Shedding light on the star formation rate-halo accretion rate connection and halo quenching mechanism via DECODE, the Discrete statistical sEmi-empiriCal mODEl

¹ Center for Astronomy and Astrophysics and Department of Physics, Fudan University, Shanghai 200438, PR China
² School of Physics and Astronomy, University of Southampton, Highfield, Southampton SO17 1BJ, UK
³ Universität Heidelberg, Zentrum für Astronomie, Institut für Theoretische Astrophysik, Albert-Ueberle-Str. 2, 69120 Heidelberg, Germany
⁴ SISSA, Via Bonomea 265, 34136 Trieste, Italy
⁵ Argelander-Institut für Astronomie, Auf dem Hügel 71, D-53121 Bonn, Germany
⁶ Department of Astronomy, School of Physics, Peking University, 5 Yiheyuan Road, Beijing 100871, China
⁷ Kavli Institute for Astronomy and Astrophysics, Peking University, 5 Yiheyuan Road, Beijing 100871, China
⁸ Universidad Nacional Autónoma de México, Instituto de Astronomía, A.P. 70-264, 04510 CDMX, Mexico
⁹ Université Paris Cité, CNRS(/IN2P3), Astroparticule et Cosmologie, F-75013 Paris, France
¹⁰ INAF – Osservatorio Astronomico di Roma, Via di Frascati 33, I-00078 Monte Porzio Catone, Italy

^⋆ Corresponding author; haofu@fudan.edu.cn

Received: 29 November 2024
Accepted: 10 February 2025

Abstract

Aims.

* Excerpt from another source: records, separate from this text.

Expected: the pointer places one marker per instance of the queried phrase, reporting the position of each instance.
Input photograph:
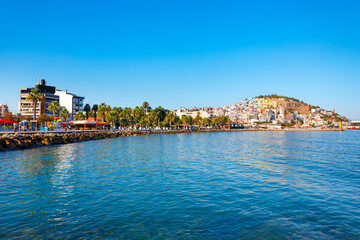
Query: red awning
(7, 121)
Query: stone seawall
(29, 140)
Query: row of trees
(125, 117)
(144, 115)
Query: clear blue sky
(184, 53)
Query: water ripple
(246, 185)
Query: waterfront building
(3, 110)
(72, 102)
(48, 94)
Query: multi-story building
(48, 95)
(73, 103)
(3, 110)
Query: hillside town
(47, 107)
(271, 111)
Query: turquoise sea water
(241, 185)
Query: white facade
(71, 102)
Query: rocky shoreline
(29, 140)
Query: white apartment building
(71, 102)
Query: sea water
(236, 185)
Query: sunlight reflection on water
(251, 185)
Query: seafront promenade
(23, 140)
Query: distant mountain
(289, 104)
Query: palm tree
(87, 109)
(64, 114)
(54, 107)
(95, 109)
(35, 97)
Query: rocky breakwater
(22, 141)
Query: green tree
(54, 107)
(34, 97)
(87, 109)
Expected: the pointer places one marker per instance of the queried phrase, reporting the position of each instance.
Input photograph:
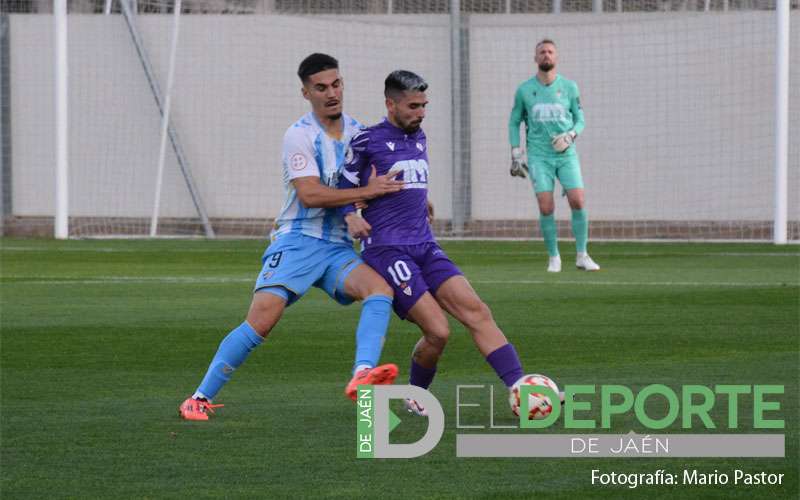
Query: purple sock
(506, 363)
(421, 376)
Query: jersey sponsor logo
(298, 161)
(415, 173)
(549, 112)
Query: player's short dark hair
(315, 63)
(545, 40)
(401, 81)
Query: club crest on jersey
(298, 161)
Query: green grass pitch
(101, 340)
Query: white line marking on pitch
(121, 280)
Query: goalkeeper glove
(562, 142)
(518, 166)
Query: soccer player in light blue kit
(399, 244)
(310, 244)
(550, 105)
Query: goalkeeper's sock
(506, 364)
(580, 229)
(421, 376)
(549, 233)
(375, 315)
(232, 352)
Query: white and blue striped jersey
(309, 152)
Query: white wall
(679, 108)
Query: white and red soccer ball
(540, 406)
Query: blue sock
(375, 314)
(232, 352)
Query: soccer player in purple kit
(399, 244)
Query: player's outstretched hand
(518, 166)
(357, 226)
(563, 141)
(380, 185)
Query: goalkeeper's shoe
(413, 406)
(586, 263)
(380, 375)
(554, 264)
(196, 409)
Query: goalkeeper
(550, 105)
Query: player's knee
(576, 204)
(380, 288)
(478, 314)
(438, 334)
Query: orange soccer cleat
(380, 375)
(196, 409)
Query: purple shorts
(411, 270)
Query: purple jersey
(398, 218)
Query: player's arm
(516, 117)
(313, 194)
(563, 141)
(519, 167)
(304, 174)
(577, 112)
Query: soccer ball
(540, 406)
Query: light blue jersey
(309, 152)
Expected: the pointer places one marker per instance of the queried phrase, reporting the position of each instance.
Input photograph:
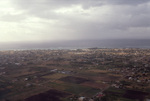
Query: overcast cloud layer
(46, 20)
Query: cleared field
(76, 80)
(51, 95)
(95, 85)
(55, 76)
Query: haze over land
(42, 21)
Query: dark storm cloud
(79, 19)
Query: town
(93, 74)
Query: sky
(48, 20)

The relative roles of the physical mechanisms involved in quenching galaxy star formation are still unclear. We tackle this fundamental problem with our cosmological semi-empirical model DECODE (Discrete statistical sEmi-empiriCal mODEl), designed to predict galaxy stellar mass assembly histories, from minimal input assumptions.

Methods. Specifically, in this work the star formation history of each galaxy is calculated along its progenitor dark matter halo by assigning at each redshift a star formation rate extracted from a monotonic star formation rate-halo accretion rate (SFR-HAR) relation derived from abundance matching between the (observed) SFR function and the (numerically predicted) HAR function, a relation that is also predicted by the TNG100 simulation. SFRs are integrated across cosmic time to build up the mass of galaxies, which may halt their star formation following input physical quenching recipes.

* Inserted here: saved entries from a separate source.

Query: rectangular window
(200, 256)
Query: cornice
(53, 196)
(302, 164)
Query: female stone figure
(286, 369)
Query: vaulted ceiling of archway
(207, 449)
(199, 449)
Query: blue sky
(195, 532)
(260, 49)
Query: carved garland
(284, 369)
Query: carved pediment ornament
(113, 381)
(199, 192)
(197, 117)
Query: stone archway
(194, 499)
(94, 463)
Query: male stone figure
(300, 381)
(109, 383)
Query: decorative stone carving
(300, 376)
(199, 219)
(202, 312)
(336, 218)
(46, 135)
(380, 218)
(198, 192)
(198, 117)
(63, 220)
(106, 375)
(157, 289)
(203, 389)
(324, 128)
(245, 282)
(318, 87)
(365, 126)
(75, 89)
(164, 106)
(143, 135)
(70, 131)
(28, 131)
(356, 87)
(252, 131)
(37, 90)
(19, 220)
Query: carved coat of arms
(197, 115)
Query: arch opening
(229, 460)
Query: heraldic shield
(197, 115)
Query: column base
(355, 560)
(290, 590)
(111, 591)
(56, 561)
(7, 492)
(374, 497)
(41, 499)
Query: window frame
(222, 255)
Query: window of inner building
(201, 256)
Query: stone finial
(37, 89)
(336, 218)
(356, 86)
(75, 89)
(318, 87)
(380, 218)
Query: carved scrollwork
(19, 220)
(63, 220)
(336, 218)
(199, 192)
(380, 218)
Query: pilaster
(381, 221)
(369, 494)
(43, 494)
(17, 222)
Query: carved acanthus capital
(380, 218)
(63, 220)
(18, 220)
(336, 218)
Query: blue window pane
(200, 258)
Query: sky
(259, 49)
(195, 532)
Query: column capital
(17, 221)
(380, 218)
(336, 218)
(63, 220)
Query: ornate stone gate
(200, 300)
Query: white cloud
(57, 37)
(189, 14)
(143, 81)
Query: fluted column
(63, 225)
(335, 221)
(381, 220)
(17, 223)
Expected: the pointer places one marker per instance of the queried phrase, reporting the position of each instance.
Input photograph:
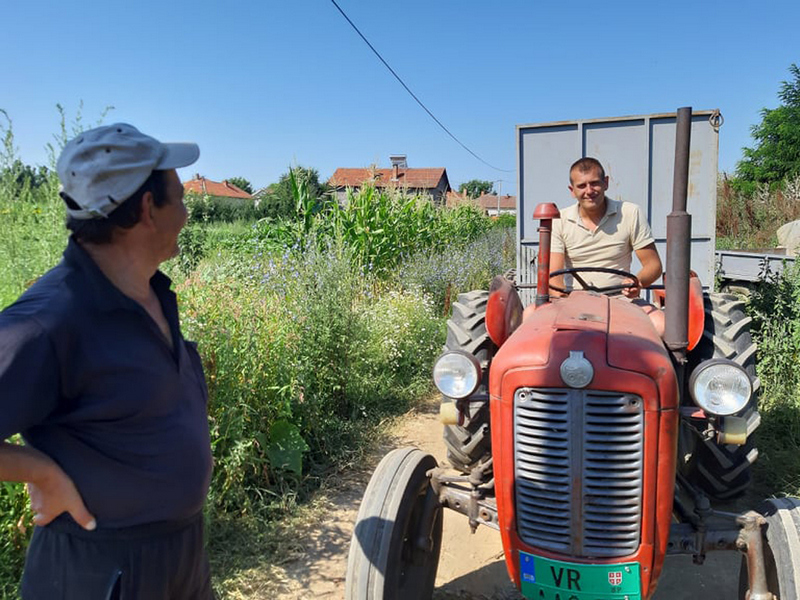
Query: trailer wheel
(467, 444)
(394, 551)
(781, 549)
(723, 470)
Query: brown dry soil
(471, 565)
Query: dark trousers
(158, 561)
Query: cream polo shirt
(621, 231)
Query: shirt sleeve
(29, 385)
(641, 235)
(557, 237)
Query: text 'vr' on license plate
(545, 579)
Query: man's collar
(104, 294)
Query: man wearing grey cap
(108, 396)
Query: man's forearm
(649, 275)
(24, 464)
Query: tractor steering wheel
(575, 272)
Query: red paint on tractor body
(628, 356)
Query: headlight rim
(475, 363)
(704, 366)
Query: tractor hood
(615, 330)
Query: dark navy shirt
(87, 377)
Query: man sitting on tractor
(601, 232)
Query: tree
(776, 154)
(242, 184)
(476, 187)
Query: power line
(425, 108)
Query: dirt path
(471, 566)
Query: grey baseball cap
(101, 168)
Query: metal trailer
(740, 271)
(638, 155)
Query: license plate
(545, 579)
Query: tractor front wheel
(469, 442)
(781, 549)
(394, 552)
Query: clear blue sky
(264, 85)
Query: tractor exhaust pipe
(545, 213)
(679, 239)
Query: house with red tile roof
(205, 187)
(430, 181)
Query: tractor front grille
(578, 465)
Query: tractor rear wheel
(394, 552)
(470, 442)
(781, 549)
(723, 470)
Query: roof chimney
(398, 162)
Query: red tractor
(593, 445)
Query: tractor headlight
(457, 374)
(720, 387)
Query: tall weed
(775, 308)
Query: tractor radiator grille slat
(578, 461)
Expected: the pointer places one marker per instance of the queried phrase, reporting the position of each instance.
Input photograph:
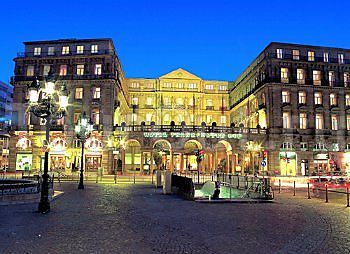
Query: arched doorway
(189, 158)
(132, 156)
(161, 154)
(223, 155)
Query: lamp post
(83, 130)
(49, 104)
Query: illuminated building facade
(301, 95)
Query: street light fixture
(49, 104)
(83, 130)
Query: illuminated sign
(191, 135)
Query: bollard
(294, 189)
(279, 185)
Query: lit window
(348, 122)
(303, 121)
(65, 50)
(334, 122)
(341, 58)
(296, 54)
(209, 87)
(347, 100)
(98, 69)
(30, 71)
(279, 53)
(316, 77)
(37, 51)
(80, 49)
(135, 101)
(286, 120)
(326, 57)
(209, 119)
(302, 97)
(301, 76)
(318, 98)
(94, 48)
(319, 122)
(311, 56)
(223, 88)
(135, 85)
(223, 119)
(80, 69)
(148, 117)
(79, 93)
(192, 86)
(149, 101)
(332, 99)
(285, 97)
(346, 79)
(96, 92)
(50, 51)
(63, 70)
(284, 75)
(331, 78)
(95, 116)
(46, 69)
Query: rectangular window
(340, 58)
(284, 75)
(95, 116)
(286, 120)
(192, 85)
(37, 51)
(65, 50)
(303, 121)
(50, 51)
(333, 99)
(300, 76)
(319, 122)
(285, 97)
(279, 53)
(63, 70)
(30, 71)
(326, 57)
(79, 93)
(209, 87)
(223, 88)
(346, 79)
(98, 69)
(80, 49)
(80, 69)
(302, 97)
(311, 56)
(96, 92)
(316, 75)
(331, 78)
(94, 48)
(347, 100)
(296, 54)
(46, 69)
(334, 119)
(318, 98)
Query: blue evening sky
(214, 39)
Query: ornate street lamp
(83, 130)
(49, 104)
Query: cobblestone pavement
(126, 218)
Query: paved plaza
(127, 218)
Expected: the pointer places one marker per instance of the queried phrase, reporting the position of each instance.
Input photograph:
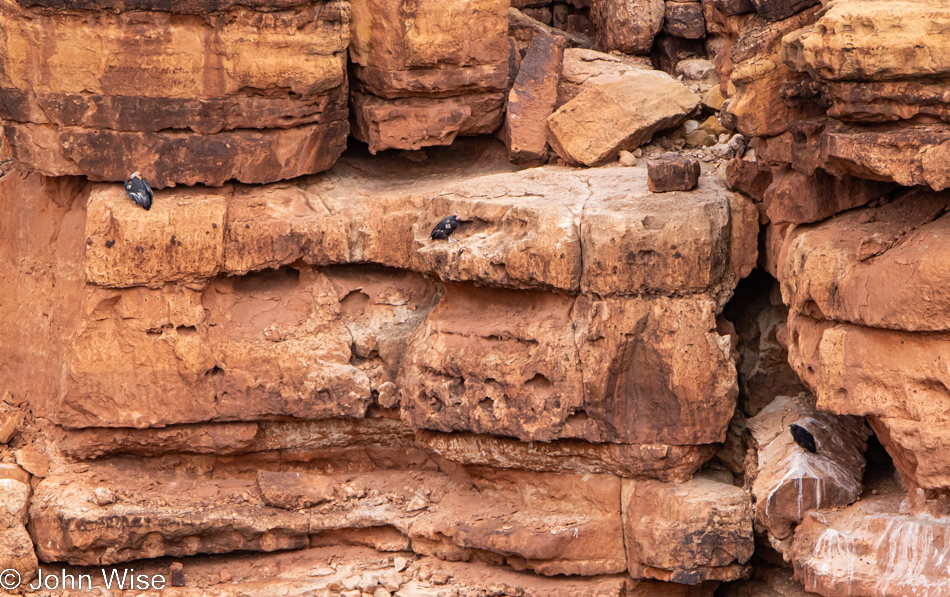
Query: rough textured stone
(654, 461)
(887, 101)
(787, 480)
(402, 49)
(621, 115)
(759, 317)
(168, 158)
(798, 199)
(312, 222)
(278, 510)
(699, 530)
(16, 546)
(685, 19)
(908, 155)
(456, 381)
(672, 172)
(731, 7)
(845, 269)
(583, 68)
(775, 10)
(875, 41)
(416, 122)
(211, 111)
(892, 376)
(758, 74)
(626, 25)
(532, 99)
(873, 548)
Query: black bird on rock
(803, 437)
(139, 190)
(445, 227)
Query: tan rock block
(621, 115)
(180, 239)
(687, 533)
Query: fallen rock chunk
(685, 19)
(788, 480)
(673, 172)
(687, 533)
(10, 421)
(624, 114)
(532, 99)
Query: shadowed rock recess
(274, 382)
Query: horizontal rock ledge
(600, 231)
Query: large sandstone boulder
(620, 115)
(532, 99)
(229, 94)
(687, 533)
(788, 480)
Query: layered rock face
(195, 93)
(687, 338)
(851, 185)
(290, 366)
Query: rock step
(597, 231)
(327, 571)
(120, 510)
(321, 439)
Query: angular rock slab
(759, 75)
(873, 548)
(415, 122)
(798, 199)
(169, 158)
(687, 533)
(882, 267)
(907, 155)
(672, 172)
(429, 48)
(305, 572)
(653, 461)
(620, 115)
(532, 99)
(540, 367)
(788, 481)
(875, 41)
(898, 378)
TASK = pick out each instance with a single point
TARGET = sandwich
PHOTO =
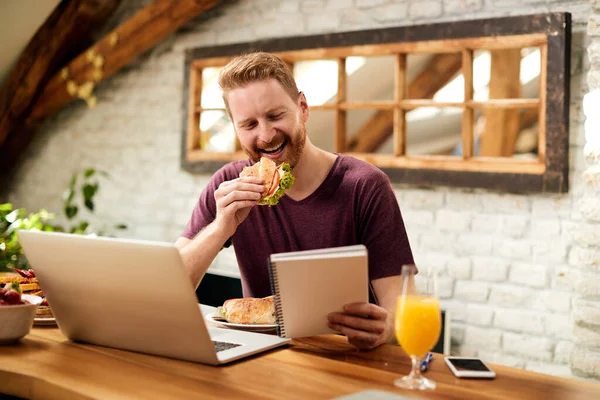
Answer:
(26, 280)
(249, 310)
(28, 283)
(276, 179)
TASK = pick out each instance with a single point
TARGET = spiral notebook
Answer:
(308, 285)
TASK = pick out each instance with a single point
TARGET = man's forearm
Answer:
(199, 253)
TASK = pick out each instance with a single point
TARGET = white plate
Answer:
(44, 321)
(217, 319)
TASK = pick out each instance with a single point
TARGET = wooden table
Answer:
(46, 365)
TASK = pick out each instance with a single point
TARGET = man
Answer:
(336, 200)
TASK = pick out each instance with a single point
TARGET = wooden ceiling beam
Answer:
(124, 44)
(502, 125)
(67, 27)
(438, 72)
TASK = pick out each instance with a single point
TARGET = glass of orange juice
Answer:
(417, 325)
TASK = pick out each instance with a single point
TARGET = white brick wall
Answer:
(503, 257)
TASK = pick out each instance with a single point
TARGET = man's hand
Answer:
(365, 325)
(234, 200)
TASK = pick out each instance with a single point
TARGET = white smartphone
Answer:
(469, 367)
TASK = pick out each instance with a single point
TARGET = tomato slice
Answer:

Results. In this work we test the popular halo quenching scenario and we find that (1) the assumption of a monotonic relation between the SFR and HAR allows us to reproduce the number densities of the bulk of star-forming galaxies in the local Universe; (2) the halo quenching is sufficient to reproduce the statistics of the quenched galaxies and flat (steep) high-mass end of the stellar mass-halo mass relation (or SMF); and (3) to align with the observed steep (flat) low-mass end of the stellar mass-halo mass (or SMF) additional quenching processes in the least massive haloes are needed.

Conclusions. DECODE is an invaluable tool and will pave the way to investigate the origin of newly observed high-redshift objects from the latest ongoing facilities such as JWST and Euclid.